She had been staying at a friend's home with her baby but later went out for a drink with a next-door neighbour and never returned.

Police hope the command post will allow them to gather more information on her disappearance. Forensic investigators were also on scene.

In 1996, the case barely made the news. Montreal police had very little information to go with, and the case quickly faded from memory. Now, investigators say they have new leads thanks to a true-crime series.

Progress began two years ago when a private investigator who works for an organization that supports the families of missing persons says she began to ask questions and discovered possible leads that hadn’t been followed.

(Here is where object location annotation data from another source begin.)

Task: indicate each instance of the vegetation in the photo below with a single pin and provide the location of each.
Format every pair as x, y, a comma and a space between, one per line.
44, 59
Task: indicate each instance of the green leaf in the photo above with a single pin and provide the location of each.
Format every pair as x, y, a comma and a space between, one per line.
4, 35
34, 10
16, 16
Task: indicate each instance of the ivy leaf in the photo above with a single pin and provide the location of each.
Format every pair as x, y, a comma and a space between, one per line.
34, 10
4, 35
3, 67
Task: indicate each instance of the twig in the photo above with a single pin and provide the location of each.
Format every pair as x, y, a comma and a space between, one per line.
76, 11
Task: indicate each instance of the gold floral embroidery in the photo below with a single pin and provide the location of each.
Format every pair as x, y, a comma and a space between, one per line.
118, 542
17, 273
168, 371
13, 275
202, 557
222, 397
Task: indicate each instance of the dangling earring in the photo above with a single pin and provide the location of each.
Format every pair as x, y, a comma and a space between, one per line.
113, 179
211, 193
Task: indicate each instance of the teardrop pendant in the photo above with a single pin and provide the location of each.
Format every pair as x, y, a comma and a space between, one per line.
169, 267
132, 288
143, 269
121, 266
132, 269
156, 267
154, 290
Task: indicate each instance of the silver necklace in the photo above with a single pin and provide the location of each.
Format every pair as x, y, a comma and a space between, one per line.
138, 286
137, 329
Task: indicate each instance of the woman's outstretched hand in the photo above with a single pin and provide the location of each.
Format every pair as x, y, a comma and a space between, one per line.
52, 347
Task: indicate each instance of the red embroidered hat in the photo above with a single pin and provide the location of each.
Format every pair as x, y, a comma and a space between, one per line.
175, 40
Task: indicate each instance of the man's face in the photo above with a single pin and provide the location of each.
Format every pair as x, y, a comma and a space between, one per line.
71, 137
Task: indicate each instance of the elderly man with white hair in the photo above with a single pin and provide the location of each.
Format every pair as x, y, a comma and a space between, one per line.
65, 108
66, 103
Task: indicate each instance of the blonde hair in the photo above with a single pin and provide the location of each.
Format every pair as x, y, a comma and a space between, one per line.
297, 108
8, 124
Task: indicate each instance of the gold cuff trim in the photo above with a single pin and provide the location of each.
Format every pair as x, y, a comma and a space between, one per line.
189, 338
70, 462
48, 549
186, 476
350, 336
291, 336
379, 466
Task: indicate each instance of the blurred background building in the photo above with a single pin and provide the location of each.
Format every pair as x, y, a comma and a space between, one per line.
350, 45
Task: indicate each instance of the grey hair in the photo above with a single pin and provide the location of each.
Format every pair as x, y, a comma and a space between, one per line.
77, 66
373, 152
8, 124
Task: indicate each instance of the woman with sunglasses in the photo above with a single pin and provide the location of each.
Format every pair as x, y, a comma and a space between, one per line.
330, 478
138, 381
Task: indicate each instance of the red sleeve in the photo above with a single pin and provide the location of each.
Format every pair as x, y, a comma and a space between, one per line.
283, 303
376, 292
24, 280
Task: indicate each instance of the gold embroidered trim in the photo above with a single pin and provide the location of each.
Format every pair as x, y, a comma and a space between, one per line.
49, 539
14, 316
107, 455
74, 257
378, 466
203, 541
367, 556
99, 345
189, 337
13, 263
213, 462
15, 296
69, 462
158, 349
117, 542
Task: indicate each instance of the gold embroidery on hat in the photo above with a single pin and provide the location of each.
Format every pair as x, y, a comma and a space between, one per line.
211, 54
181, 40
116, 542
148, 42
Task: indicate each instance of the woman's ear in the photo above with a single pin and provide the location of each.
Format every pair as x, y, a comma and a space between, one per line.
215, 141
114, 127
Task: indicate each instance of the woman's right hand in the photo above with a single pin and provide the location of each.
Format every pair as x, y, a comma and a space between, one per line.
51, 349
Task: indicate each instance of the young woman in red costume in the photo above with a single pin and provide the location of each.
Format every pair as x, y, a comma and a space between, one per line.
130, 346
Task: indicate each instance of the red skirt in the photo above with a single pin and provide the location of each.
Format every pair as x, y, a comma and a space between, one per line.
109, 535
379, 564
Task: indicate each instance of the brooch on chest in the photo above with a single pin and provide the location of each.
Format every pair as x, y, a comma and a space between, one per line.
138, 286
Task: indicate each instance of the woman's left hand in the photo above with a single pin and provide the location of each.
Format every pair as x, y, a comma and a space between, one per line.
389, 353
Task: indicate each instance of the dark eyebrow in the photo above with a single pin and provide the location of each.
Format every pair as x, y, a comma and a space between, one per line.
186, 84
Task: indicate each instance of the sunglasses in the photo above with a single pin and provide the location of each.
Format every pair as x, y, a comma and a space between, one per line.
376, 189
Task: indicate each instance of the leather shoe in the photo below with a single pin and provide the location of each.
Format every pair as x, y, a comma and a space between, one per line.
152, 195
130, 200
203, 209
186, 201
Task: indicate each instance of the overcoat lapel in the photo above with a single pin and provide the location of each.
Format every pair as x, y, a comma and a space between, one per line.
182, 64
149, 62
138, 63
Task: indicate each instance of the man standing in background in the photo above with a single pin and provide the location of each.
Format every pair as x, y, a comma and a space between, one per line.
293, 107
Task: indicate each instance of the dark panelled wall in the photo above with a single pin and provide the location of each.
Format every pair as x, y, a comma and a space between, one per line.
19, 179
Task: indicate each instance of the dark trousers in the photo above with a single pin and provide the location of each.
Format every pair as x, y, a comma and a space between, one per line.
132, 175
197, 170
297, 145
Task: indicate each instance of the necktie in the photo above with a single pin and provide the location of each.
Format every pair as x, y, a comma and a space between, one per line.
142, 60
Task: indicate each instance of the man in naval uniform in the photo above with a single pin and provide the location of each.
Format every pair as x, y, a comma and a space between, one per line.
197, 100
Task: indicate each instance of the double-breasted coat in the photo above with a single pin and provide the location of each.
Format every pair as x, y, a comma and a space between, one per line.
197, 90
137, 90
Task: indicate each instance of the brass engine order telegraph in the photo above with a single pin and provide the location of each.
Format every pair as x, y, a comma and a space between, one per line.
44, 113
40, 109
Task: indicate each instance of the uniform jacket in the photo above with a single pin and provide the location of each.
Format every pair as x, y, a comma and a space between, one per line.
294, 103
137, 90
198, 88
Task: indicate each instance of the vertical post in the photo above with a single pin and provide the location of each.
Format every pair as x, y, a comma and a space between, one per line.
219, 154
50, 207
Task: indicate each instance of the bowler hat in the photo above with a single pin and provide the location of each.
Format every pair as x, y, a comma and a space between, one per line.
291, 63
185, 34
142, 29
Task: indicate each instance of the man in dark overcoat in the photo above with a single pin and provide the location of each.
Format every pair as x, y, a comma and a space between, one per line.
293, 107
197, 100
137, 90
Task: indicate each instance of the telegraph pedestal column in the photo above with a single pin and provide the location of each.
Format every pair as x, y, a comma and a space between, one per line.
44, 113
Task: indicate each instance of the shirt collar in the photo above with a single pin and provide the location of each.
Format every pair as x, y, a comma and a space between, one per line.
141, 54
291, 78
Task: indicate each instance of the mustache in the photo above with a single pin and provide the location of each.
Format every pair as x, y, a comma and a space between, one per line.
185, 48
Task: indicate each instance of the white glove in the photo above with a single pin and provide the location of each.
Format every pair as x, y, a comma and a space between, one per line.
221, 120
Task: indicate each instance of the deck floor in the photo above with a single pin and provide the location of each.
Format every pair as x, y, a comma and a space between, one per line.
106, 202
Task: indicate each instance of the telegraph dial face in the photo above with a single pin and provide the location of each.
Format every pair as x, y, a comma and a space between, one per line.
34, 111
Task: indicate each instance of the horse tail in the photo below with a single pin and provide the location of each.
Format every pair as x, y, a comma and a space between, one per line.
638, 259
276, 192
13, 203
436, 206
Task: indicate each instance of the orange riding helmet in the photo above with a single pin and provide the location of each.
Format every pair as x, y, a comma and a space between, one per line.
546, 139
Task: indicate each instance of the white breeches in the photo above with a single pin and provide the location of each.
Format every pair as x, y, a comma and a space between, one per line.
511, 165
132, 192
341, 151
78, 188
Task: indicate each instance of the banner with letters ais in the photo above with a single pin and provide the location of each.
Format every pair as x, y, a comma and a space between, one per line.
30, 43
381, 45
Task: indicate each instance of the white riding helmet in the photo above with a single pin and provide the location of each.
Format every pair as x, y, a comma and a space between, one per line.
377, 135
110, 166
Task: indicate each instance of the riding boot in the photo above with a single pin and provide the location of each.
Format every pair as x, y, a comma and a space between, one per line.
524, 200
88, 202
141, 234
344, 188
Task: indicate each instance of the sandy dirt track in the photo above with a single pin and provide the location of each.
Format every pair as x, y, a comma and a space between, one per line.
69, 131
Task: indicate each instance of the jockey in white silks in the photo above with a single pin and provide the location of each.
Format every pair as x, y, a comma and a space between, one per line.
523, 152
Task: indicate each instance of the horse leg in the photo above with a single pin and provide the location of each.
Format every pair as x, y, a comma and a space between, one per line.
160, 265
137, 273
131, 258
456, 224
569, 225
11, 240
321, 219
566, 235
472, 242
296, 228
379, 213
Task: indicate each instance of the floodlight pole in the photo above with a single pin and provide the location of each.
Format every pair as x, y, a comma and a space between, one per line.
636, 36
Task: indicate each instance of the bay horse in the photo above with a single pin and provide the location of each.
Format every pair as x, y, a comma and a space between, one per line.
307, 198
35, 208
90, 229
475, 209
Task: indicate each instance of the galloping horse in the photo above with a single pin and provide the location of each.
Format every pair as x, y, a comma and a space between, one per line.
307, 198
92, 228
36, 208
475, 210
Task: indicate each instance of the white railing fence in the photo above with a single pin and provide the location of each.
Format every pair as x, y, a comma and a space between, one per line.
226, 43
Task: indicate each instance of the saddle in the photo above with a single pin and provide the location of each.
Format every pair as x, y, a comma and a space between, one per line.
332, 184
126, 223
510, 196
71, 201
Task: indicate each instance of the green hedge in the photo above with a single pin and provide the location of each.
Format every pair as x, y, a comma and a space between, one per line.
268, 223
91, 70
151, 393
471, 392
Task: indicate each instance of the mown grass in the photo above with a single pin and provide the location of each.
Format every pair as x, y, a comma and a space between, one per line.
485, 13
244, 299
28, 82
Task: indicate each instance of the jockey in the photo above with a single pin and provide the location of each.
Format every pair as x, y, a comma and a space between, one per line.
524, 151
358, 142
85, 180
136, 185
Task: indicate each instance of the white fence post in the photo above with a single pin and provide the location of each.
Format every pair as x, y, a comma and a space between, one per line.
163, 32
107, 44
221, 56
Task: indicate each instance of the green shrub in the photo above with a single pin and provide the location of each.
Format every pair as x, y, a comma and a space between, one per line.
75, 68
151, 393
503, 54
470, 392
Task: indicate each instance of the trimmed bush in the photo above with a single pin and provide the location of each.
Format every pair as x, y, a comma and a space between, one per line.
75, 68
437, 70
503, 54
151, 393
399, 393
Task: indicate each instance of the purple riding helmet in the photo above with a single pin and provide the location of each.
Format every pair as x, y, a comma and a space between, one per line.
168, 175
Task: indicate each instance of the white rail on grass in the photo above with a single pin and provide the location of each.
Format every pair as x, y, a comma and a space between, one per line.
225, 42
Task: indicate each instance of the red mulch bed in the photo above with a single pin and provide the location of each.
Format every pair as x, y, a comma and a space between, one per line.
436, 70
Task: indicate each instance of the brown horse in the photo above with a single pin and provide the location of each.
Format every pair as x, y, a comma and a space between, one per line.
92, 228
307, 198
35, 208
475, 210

"Neighbours had not been interviewed," said Maryse St-Germain from the group, Unsolved Murders and Missing Cases of Quebec.

St-Germain recently collaborated with journalist Marie-Christine Bergeron on a true-crime documentary on Ferguson’s disappearance. The pair managed to find relatives of the victim including her daughter, Sabrina Ferguson, now 25.

"I want answers, I deserve them," Sabrina said.

Their persistence paid off. After the series began airing on Crave last week, police sent a team back to Pointe-aux-Trembles, to reopen the case.

"They gave new facts that we didn't have in 1996,” said Lt.-Det Sebastien Levesque.

“New, important facts.”

For example, police now know which apartment Ferguson spent the night before going missing. Crime scene technicians spent the day looking for clues there that might have survived the passage of time.

"Yes it's 26 years ago, but we never went there. So, we had an obligation to go there," Levesque said.

St-Germain and Bergeron say they even confronted the man who last spent time with Ferguson. As far as they're concerned, he's the one with the information they're looking for.

Sun Youth is also offering a reward of up to $10,000 to anyone who can provide information leading to finding her.

When she disappeared, Ferguson was 23 years old. She was 4’10” inches tall, weighed 115 pounds, and had brown hair and brown.

Anyone who believes they have information is asked to meet the investigators at the command post or to contact police at 514-206-6513.